The recovery looked vulnerable, however, as MSCI's broadest index of Asia-Pacific shares outside Japan added 0.4%, after hitting its lowest level since late December on Friday.
The pan-Asia stock index posted a third consecutive week of losses last week for its longest losing streak in six months. The index has now wiped out all its gains for the year, having been up some 15% from end-2011 levels in late February.
Japan's Nikkei average was flat, after posting its longest weekly losing run in 20 years last week.
Investors sold off riskier assets and fled to the safety of the U.S. dollar last week on mounting concerns about Greece and instability in the Spanish banking sector, amid a lack of immediate policy responses from European leaders.
While hopes remain that a compromise can be found that will keep Greece in the euro zone, talk of contingency plans have emerged for the possibility that Athens leaves euro, posing severe contagion risks to the whole European currency bloc.
Surveys showed on Saturday Greece's conservatives have regained an opinion poll lead that would allow the formation of a government committed to keeping the country in the euro zone.
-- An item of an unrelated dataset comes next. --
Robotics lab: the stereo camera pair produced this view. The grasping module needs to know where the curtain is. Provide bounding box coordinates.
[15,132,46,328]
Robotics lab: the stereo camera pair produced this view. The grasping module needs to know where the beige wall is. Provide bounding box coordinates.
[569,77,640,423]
Uncertainty, however, will persist until Greece holds the crucial election on June 17, keeping markets guarded. Several meetings of European leaders are also scheduled late in June.
Switzerland is drawing up plans for emergency measures including capital controls in case the euro collapses, although it does not expect to need them and will continue to defend a cap on the franc in the meantime, the head of the central bank said.
Currency speculators raised long dollar positions – bets the currency will strengthen – to the highest level since at least mid-2008, while euro short positions rose to the highest on record, Commodity Futures Trading Commission data showed on Friday.
Speculators also were net short on the Australian dollar, having cut their net long positions all month.
The dollar index measured against key currencies rose to a 20-month high of 82.461 on Friday, and was off around 0.5% at 81.995 on Monday.
The index faces a major resistance at 82.59, which roughly corresponds to $1.2455 in the euro and is the 61.8% retracement of the 2010-11 dollar decline, technical analysts say. The lack of a strong rebound after a relatively one-way drop and its failure to test the previous $1.2625-40 base posed a clear sign of its intrinsic weakness, they say.
Trading is expected to be subdued on Monday amid a lack of key economic data and a U.S. market holiday for Memorial Day.
A firmer euro helped lift spot gold up 0.1% at $1,575.79 an ounce. A weaker dollar helped boost oil, with U.S. crude up 0.9% at $91.68 a barrel and Brent up 0.5% at $107.33 a barrel.
EURO ON GUARD
The euro rose 0.6% at $1.2591 on Monday while the Australian dollar climbed 0.5% to $0.9844, well above a six-month low of $0.9690 hit last week.
The euro fell to its lowest since July 2010, on Friday at $1.2495, after the president of Catalonia, Spain's wealthiest autonomous region, said it was running out of options for refinancing more than 13 billion euros ($16.27 billion) in debt due this year.
"In the absence of bold policy responses from Europe so far, we recommend being long the USD and JPY," Barclays Capital analysts said in a research note. "Should data or headlines surprise to the upside, safe haven longs may see some unwind, and we favour fading these moves," they said.
Sentiment has been weakening on fears that rising bank rescue costs could force the euro zone's fourth largest economy to seek an international bailout.
A government source said on Sunday that Spain may recapitalise its fourth-largest bank, Bankia, which last week asked for 19 billion euros in funding ($24 billion), with government bonds in return for shares.
Investors cut their risk exposure across assets. Data from EPFR Global showed in the week ending May 23, emerging markets equity, commodities and energy sector funds and Europe equity funds all saw redemptions in excess of $1 billion, while high yield bond funds had their biggest outflows in over nine months.